What causes pneumonia?

Different pathogens can cause different types of pneumonia, some of which are listed below:

  • Community-acquired pneumonia, mostly caused by S. pneumoniae, Haemophilus influenzae, Mycoplasma pneumoniae, Chlamydia pneumoniae, and some species of Legionella.
  • Hospital-acquired pneumonia, mostly caused by Staphylococcus aureus.
  • Nursing home–acquired pneumonia, mostly caused by S. aureus, S. pneumoniae, H. influenzae, influenza viruses, and anaerobic pathogens.
  • Pneumonia in immunocompromised patients, mostly caused by unusual pathogens.

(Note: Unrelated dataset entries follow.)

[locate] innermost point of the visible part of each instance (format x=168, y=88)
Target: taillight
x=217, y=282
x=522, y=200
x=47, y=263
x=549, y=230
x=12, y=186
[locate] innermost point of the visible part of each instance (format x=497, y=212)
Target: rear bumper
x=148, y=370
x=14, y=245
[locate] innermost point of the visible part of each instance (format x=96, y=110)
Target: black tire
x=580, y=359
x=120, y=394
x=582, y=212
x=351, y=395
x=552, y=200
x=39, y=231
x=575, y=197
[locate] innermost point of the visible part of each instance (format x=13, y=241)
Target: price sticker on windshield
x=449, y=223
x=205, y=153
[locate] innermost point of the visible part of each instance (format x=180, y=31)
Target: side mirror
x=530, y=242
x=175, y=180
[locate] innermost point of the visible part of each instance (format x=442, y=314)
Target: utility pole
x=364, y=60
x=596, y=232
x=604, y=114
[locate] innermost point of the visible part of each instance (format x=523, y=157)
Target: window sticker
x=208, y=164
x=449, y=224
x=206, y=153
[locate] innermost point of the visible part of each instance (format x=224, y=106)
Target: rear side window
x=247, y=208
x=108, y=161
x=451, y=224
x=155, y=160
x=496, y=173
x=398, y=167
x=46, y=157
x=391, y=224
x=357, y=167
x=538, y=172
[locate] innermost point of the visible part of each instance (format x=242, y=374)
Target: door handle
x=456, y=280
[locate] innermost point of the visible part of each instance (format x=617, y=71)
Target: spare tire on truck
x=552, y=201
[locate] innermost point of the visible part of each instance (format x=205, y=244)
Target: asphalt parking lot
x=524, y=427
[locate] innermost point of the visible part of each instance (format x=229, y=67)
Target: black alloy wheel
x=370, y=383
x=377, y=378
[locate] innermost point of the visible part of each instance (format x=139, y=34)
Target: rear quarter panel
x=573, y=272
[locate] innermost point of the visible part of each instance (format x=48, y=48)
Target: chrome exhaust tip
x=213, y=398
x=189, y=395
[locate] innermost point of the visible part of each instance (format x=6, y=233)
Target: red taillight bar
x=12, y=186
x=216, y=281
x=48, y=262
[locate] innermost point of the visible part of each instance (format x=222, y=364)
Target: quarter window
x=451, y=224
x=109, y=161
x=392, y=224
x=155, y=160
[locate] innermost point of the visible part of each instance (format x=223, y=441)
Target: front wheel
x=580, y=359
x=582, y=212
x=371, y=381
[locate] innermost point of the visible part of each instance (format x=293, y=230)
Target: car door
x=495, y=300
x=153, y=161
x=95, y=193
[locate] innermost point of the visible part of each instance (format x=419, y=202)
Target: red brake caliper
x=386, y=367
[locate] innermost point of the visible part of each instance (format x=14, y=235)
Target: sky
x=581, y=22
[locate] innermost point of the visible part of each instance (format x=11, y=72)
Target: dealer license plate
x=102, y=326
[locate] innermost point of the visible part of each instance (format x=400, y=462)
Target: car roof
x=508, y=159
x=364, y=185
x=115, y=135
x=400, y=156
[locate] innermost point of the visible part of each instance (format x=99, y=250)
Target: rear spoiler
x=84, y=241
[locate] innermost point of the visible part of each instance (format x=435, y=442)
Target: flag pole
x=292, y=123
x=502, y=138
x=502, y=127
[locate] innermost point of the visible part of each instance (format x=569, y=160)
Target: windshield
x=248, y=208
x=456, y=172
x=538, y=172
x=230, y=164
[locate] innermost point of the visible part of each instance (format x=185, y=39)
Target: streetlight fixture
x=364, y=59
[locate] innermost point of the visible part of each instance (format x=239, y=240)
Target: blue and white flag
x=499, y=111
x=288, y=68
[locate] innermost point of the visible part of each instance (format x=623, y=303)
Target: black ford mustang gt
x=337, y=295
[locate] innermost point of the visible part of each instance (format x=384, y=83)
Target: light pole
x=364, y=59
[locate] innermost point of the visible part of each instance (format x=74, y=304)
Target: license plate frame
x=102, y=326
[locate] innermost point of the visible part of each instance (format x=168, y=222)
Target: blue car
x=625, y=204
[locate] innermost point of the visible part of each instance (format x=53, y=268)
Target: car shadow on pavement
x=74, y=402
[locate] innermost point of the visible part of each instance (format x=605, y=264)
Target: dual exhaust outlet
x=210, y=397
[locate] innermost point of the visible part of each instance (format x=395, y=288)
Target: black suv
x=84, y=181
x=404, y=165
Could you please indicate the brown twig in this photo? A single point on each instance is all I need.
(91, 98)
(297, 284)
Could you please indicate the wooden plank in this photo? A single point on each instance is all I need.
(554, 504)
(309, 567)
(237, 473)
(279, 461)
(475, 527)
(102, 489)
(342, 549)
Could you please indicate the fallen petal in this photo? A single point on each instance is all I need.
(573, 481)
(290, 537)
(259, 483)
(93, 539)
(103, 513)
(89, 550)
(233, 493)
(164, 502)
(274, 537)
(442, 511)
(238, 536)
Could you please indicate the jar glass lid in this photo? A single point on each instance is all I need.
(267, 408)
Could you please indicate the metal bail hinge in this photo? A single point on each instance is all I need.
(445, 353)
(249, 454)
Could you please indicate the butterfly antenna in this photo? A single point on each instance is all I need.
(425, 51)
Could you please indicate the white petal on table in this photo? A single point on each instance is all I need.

However, in many cases, specific pathogens causing pneumonia cannot be found. Sometimes food and fluid enter the airways and reach as far as the lungs where it causes damage. This is known as aspiration pneumonia.

How is pneumonia treated?

Treatment of pneumonia varies, depending on the causative pathogen. Treatment options include use of antibiotics, antivirals or broad-spectrum antimicrobial therapy, along with supportive measures. Viral pneumonias, however, may resolve on their own without needing any treatment. Aspirin, naproxen, ibuprofen, or acetaminophen are given to control fever. Rest of the treatment may include the following:

  • Treating community-acquired pneumonia:
    – Ribavirin is recommended for children with pneumonia.
    – Oseltamivir or zanamivir can decrease the duration and manage the symptoms in patients with influenza infection.
    – Acyclovir may be given to treat varicella lung infections.
  • Treating hospital-acquired pneumonia:
    – Drugs called carbapenem (like imipenem, cilastatin, meropenem) or monobactam (like aztreonam, piperacillin or tazobactam) are recommended to the patients with hospital-acquired pneumonia.
    – Alternatively, ceftazidime or cefepime may be given to the patients either alone or in combination with vancomycin.
    – For chest infections caused by resistant bacteria, linezolid may be used.
  • Treating nursing home–acquired pneumonia:
    – An antibiotic dose works well against H. influenza and S. pneumonia.
    – Drugs called quinolone (like levofloxacin or moxifloxacin) to the patients in such settings.
    – Alternatively, ertapenem, ceftriaxone, and ampicillin or sulbactam may be given to treat nursing home-acquired pneumonia.
  • Treating immune-compromised patients:
    – Treatment regimen for such patients is decided based on the severity of the condition.
    – Broad-spectrum medicines are usually sufficient to kill many bacteria like S. aureus and other anaerobic pathogens.
    – If patients do not show improvement with antibiotic therapy, antifungal drugs are also added to the treatment regime.